Researchers have known for some time that certain hormones can affect appetite, but this is the first study showing a specific hormone is tasked with regulating the intake of a macronutrient. One conclusion could be that people with a pronounced "sweet tooth" may have low FGF21, or fibroblast growth factor 21, production. The hormone has also been linked to insulin sensitivity.

The research involved injecting specially-engineered mice with FGF21 and observing their appetites. The mice given the hormone ate a seventh as much sugar as they did before the injection. The scientists also noted that the hormone didn't cause the animals to eat fewer complex carbs. The role of FGF21 has not yet been studied in humans.
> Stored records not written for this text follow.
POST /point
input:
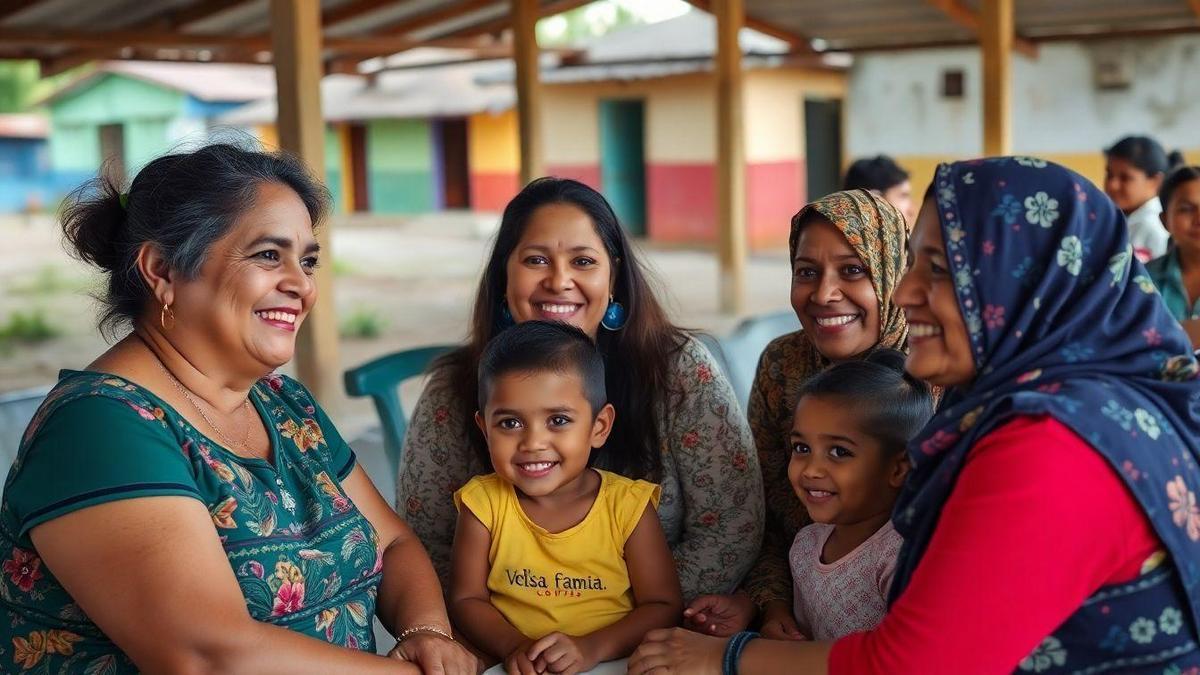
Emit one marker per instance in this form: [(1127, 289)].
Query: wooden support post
[(996, 43), (525, 53), (295, 41), (343, 143), (731, 202)]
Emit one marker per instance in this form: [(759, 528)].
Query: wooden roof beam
[(175, 19), (438, 16), (365, 46), (969, 18), (473, 31), (13, 7), (498, 24), (798, 43)]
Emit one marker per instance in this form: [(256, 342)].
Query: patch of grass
[(48, 280), (343, 267), (361, 323), (31, 327)]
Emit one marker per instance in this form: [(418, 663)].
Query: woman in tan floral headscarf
[(847, 252)]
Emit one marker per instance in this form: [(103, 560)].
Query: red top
[(1036, 524)]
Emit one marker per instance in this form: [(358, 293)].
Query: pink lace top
[(849, 595)]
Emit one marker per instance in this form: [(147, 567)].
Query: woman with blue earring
[(561, 255), (613, 316)]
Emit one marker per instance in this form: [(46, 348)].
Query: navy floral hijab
[(1063, 322)]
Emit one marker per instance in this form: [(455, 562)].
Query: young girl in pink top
[(849, 436), (847, 464)]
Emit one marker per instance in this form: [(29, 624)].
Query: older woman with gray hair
[(175, 506)]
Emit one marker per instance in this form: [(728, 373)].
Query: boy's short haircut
[(897, 405), (879, 173), (544, 346)]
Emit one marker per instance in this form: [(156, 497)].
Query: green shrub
[(31, 327), (363, 323)]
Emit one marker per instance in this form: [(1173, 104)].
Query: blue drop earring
[(615, 316)]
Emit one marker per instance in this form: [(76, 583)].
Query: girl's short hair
[(1174, 180), (895, 406)]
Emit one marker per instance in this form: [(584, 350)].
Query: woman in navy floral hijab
[(1050, 519)]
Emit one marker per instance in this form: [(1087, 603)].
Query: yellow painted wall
[(571, 124), (679, 119), (268, 136), (492, 143)]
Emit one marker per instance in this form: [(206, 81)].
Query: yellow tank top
[(574, 581)]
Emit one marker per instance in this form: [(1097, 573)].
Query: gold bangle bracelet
[(424, 628)]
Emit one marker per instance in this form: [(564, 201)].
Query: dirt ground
[(414, 276)]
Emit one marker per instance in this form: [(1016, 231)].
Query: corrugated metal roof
[(238, 28), (429, 91), (873, 24), (207, 82)]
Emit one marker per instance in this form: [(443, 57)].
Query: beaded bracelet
[(733, 651), (424, 628)]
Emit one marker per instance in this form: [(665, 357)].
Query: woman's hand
[(436, 653), (677, 650), (778, 622), (719, 615)]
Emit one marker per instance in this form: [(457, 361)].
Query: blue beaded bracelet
[(733, 651)]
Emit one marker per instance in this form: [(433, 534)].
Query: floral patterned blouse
[(305, 557), (712, 506)]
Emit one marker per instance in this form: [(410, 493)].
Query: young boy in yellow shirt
[(557, 566)]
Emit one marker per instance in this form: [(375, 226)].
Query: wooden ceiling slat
[(969, 18), (436, 17), (353, 11), (797, 42), (13, 7), (171, 19)]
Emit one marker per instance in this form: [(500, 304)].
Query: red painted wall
[(492, 191), (774, 192), (682, 202)]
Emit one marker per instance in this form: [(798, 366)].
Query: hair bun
[(94, 222)]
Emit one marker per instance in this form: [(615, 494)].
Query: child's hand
[(719, 615), (559, 653), (778, 622), (519, 663)]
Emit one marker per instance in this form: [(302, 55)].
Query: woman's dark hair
[(544, 346), (1144, 153), (181, 203), (1174, 180), (880, 173), (895, 406), (637, 358)]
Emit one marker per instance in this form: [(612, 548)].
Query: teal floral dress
[(304, 555)]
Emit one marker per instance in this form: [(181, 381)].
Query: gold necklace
[(245, 407)]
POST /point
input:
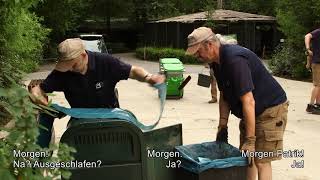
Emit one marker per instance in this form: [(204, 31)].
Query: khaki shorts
[(316, 74), (270, 126)]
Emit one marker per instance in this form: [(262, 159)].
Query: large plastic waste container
[(168, 61), (120, 144), (174, 78), (211, 160)]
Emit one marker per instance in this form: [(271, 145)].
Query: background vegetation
[(31, 29), (154, 54)]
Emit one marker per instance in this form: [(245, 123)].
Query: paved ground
[(200, 119)]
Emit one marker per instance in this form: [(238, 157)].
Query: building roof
[(219, 15)]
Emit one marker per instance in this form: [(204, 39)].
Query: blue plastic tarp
[(116, 113), (197, 158)]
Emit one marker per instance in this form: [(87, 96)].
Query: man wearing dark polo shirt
[(249, 92), (88, 80), (312, 43)]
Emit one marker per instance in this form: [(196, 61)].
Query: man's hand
[(37, 96), (222, 135), (249, 145)]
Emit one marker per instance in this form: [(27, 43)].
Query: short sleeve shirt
[(315, 41), (240, 71), (95, 89)]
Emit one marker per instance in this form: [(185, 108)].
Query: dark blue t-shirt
[(95, 89), (315, 42), (241, 71)]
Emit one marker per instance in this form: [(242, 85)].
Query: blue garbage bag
[(197, 158)]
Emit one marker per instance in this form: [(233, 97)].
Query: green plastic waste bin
[(174, 78), (167, 61)]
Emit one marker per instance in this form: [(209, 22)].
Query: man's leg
[(264, 171), (251, 171), (273, 120), (44, 137), (214, 98), (314, 94)]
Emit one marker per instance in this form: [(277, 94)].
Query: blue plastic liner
[(197, 158), (116, 113)]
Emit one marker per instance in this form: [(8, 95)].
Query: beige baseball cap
[(196, 37), (68, 50)]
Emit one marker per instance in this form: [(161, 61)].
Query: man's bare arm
[(248, 109), (224, 111), (38, 96), (142, 75)]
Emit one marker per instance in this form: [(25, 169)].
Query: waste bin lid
[(173, 67), (170, 61)]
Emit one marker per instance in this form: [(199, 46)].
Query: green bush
[(16, 106), (154, 54), (288, 63)]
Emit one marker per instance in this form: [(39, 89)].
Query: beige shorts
[(270, 127), (316, 74)]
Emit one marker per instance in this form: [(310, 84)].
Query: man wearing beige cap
[(88, 79), (248, 91)]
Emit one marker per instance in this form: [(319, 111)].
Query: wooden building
[(256, 32)]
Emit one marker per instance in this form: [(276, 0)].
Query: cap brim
[(192, 49), (64, 66)]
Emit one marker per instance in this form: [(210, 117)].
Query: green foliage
[(253, 6), (210, 9), (61, 16), (288, 63), (15, 105), (21, 39), (154, 54)]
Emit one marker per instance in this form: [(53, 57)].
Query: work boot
[(213, 100), (313, 109)]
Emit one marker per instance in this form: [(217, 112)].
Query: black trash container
[(211, 161)]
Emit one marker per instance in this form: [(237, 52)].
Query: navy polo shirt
[(95, 89), (315, 41), (241, 71)]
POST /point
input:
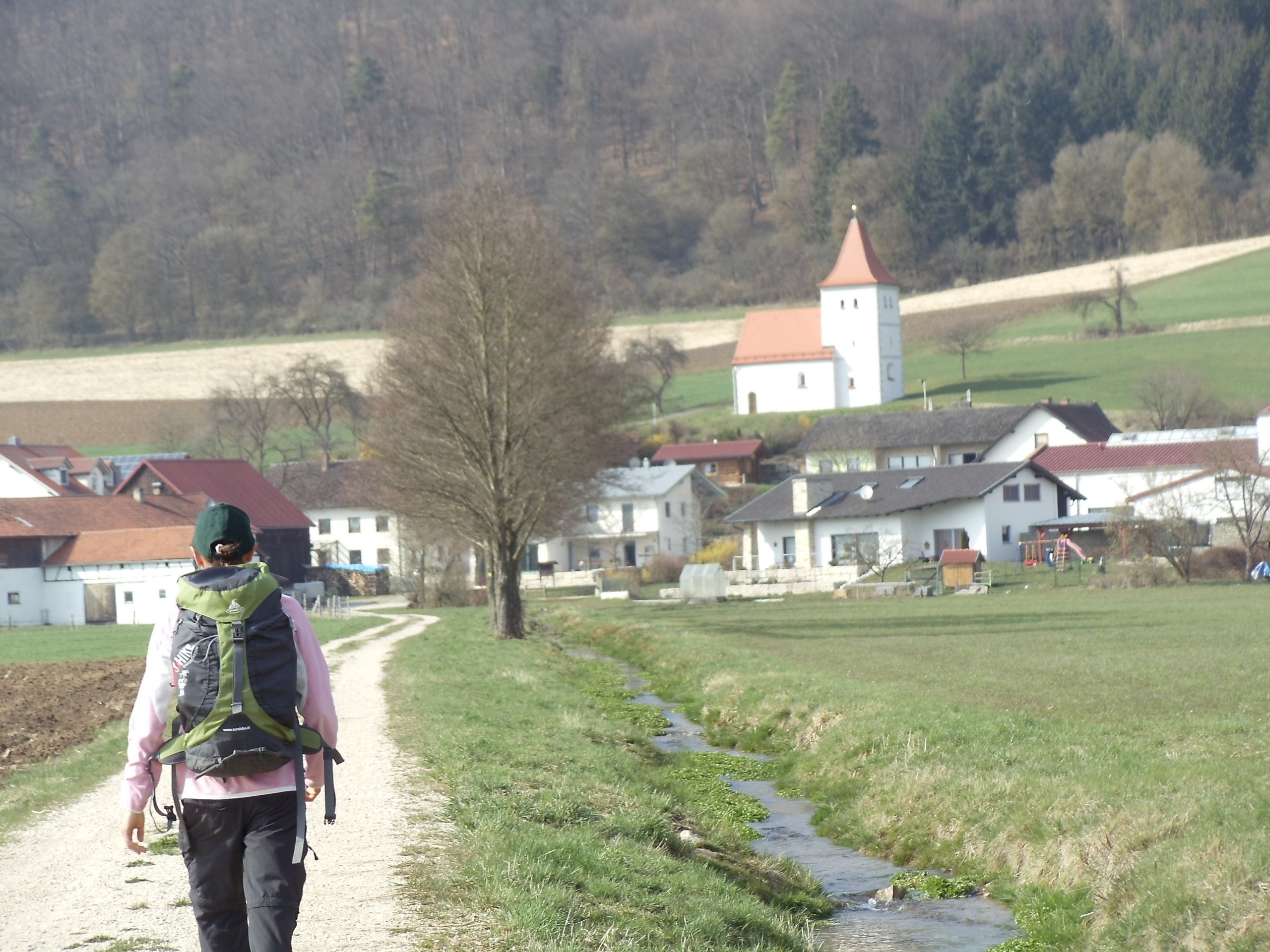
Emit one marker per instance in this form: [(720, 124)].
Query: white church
[(847, 352)]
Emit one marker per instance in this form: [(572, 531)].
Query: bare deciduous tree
[(1244, 498), (321, 398), (1115, 298), (653, 363), (1173, 397), (963, 339), (248, 418), (497, 391)]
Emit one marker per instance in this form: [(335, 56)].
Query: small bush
[(1135, 575)]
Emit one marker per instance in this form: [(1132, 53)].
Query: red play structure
[(1053, 551)]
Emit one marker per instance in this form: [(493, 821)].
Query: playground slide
[(1078, 550)]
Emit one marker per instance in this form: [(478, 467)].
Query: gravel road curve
[(69, 880)]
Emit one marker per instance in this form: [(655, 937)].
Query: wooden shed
[(959, 567)]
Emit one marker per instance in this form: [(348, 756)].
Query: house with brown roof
[(949, 437), (847, 352), (729, 463), (88, 559), (280, 526)]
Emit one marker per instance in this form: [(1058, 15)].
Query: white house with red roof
[(845, 353)]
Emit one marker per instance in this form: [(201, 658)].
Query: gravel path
[(66, 880)]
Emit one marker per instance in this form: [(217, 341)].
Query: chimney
[(810, 493)]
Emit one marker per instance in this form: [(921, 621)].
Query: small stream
[(861, 924)]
"We've known for a while that FGF21 can enhance insulin sensitivity," says Lucas BonDurant, also a co-author of the study. "Now, there's this dimension where FGF21 can help people who might not be able to sense when they've had enough sugar, which may contribute to diabetes."

The next step will be to find out which parts of the brain respond to FGF21, so that this research might be turned into treatment. It will also give a hint as to where to look for hormones that regulate other macronutrients, like fat and protein.

According to the Centers for Disease Control and Prevention, 29 million Americans, fully 9 percent of the population, have diabetes. More than a third of U.S. adults are obese.

The research on FGF21 was published online in the journal Cell Metabolism.